8th Vice Governor of Papua
- In office 23 November 2000 – 23 November 2005
- President: Abdurrahman Wahid Megawati Soekarnoputri Susilo Bambang Yudhoyono
- Preceded by: Abraham Octavianus Atururi
- Succeeded by: Alex Hesegem

Personal details
- Born: March 24, 1954 (age 72) Biak, Dutch New Guinea
- Relations: Filep Karma (cousin)
- Education: Gadjah Mada University
- Occupation: Politician, bureaucrat

= Constant Karma =

Indonesian politician (born 1954)

drh. Constant Karma (born 24 March 1954) is an Indonesian politician and bureaucrat from Papua.

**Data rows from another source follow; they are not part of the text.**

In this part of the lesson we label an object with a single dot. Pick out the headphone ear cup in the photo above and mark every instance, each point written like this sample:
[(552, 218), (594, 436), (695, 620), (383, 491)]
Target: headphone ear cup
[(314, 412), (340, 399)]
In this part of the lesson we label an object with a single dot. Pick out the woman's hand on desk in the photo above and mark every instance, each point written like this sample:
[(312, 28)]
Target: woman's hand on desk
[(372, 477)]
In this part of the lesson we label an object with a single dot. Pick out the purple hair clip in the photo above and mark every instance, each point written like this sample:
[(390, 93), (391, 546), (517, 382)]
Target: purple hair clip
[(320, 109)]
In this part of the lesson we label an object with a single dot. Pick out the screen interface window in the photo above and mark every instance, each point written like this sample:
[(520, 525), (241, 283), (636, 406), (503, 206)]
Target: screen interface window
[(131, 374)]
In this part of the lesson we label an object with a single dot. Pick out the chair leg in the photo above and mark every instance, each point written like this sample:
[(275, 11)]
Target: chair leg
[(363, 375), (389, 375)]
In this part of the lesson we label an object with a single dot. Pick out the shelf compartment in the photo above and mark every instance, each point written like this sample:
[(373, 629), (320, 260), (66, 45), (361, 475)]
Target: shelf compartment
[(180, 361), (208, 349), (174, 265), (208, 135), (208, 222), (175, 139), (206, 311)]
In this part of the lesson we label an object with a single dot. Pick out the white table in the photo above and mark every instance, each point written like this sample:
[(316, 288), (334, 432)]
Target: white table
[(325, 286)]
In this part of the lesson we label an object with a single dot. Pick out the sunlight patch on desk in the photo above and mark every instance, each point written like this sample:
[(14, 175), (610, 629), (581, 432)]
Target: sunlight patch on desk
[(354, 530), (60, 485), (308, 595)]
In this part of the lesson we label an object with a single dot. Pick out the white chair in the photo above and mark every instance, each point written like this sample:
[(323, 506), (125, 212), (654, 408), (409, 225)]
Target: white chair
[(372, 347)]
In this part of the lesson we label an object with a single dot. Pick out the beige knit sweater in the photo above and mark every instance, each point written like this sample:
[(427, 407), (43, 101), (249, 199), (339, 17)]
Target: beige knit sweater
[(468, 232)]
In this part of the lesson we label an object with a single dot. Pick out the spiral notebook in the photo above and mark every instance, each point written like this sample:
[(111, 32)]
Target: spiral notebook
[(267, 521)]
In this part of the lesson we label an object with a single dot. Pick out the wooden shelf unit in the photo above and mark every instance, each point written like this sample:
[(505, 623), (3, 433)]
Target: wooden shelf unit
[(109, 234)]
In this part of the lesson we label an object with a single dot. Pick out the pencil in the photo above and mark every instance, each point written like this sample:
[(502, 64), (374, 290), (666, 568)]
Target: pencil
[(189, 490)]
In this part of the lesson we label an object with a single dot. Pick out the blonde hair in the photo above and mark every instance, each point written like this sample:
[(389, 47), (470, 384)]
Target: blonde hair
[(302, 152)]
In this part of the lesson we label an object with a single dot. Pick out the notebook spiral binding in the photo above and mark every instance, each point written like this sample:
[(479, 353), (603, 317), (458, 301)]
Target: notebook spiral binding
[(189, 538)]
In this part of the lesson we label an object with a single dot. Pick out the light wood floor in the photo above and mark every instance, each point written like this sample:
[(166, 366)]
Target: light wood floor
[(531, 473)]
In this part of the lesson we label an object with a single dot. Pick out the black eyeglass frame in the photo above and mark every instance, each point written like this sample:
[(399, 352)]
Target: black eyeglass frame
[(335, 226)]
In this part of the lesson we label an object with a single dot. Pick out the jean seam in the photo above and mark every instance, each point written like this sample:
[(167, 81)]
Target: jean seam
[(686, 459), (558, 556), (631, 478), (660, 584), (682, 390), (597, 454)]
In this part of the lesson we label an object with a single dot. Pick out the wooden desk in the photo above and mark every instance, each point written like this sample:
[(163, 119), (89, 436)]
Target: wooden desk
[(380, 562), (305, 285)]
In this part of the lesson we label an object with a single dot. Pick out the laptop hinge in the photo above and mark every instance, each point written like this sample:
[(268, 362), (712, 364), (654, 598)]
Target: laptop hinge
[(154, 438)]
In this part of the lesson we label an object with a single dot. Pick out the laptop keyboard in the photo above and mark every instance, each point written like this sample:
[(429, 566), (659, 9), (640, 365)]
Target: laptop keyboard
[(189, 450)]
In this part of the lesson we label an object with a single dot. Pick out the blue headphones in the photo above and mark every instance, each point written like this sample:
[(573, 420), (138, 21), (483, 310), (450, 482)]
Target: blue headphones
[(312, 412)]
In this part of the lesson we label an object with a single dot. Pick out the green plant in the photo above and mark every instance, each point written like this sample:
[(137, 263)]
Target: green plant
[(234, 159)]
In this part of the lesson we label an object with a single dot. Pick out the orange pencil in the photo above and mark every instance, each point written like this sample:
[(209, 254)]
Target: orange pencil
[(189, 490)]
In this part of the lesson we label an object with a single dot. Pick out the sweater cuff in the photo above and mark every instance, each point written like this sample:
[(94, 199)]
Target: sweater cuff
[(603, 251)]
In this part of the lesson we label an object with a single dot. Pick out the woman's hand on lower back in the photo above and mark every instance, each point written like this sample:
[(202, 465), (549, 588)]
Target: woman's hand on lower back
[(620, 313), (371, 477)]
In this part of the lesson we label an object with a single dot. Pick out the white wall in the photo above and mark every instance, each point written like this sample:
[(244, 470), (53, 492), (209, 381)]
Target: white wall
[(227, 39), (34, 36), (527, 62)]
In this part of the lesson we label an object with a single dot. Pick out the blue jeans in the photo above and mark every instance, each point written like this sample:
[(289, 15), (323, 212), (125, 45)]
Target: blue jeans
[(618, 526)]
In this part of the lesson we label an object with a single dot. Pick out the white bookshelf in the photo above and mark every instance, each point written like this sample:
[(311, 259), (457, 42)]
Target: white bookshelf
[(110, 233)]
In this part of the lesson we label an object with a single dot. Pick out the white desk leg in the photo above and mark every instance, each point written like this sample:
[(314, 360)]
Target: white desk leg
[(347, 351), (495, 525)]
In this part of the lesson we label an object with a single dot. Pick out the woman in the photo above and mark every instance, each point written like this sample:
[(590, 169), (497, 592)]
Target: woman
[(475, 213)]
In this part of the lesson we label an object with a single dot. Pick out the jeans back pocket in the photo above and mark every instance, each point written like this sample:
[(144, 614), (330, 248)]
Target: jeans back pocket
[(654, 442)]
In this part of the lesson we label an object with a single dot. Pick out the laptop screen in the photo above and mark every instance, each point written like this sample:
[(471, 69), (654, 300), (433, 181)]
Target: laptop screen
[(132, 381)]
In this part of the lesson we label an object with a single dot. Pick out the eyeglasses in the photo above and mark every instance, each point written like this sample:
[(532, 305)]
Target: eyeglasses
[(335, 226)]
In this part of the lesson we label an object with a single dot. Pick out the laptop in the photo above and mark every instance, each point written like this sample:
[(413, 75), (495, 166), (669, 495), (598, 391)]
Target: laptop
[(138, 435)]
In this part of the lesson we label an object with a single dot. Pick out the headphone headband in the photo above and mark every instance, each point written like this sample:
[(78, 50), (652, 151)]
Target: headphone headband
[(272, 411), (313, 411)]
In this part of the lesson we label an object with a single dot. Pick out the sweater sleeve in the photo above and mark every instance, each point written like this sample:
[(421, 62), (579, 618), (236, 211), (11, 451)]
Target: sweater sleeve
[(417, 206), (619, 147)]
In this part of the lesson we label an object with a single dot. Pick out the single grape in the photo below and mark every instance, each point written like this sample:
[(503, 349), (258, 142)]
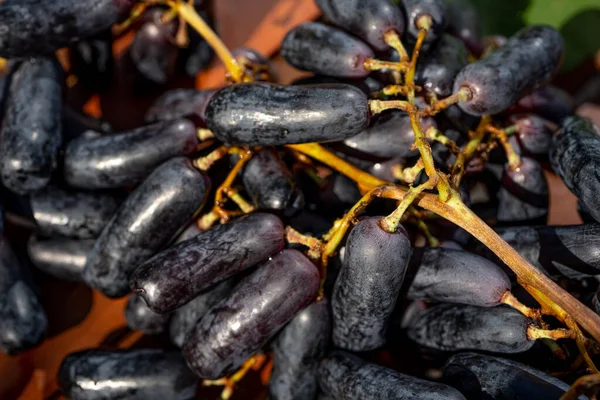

He held the position of acting governor of Papua during the transitional period of 2012–2013 and was also deputy governor of Papua from 2000 to 2005.

== Life ==
Born in Biak on 24 March 1954, Karma completed his higher education at the Faculty of Veterinary Medicine of Gadjah Mada University in 1981. He pursued a civil servant career in 1982 and held various positions as department head. Notably, he served as the head of the Agriculture Service in Jayawijaya Regency and later took on the role of the head of the Agriculture Service in Jayawijaya Regency and later took on the role of the head of the Animal Husbandry Service in Jayawijaya Regency, Jayapura Regency, and Papua (province).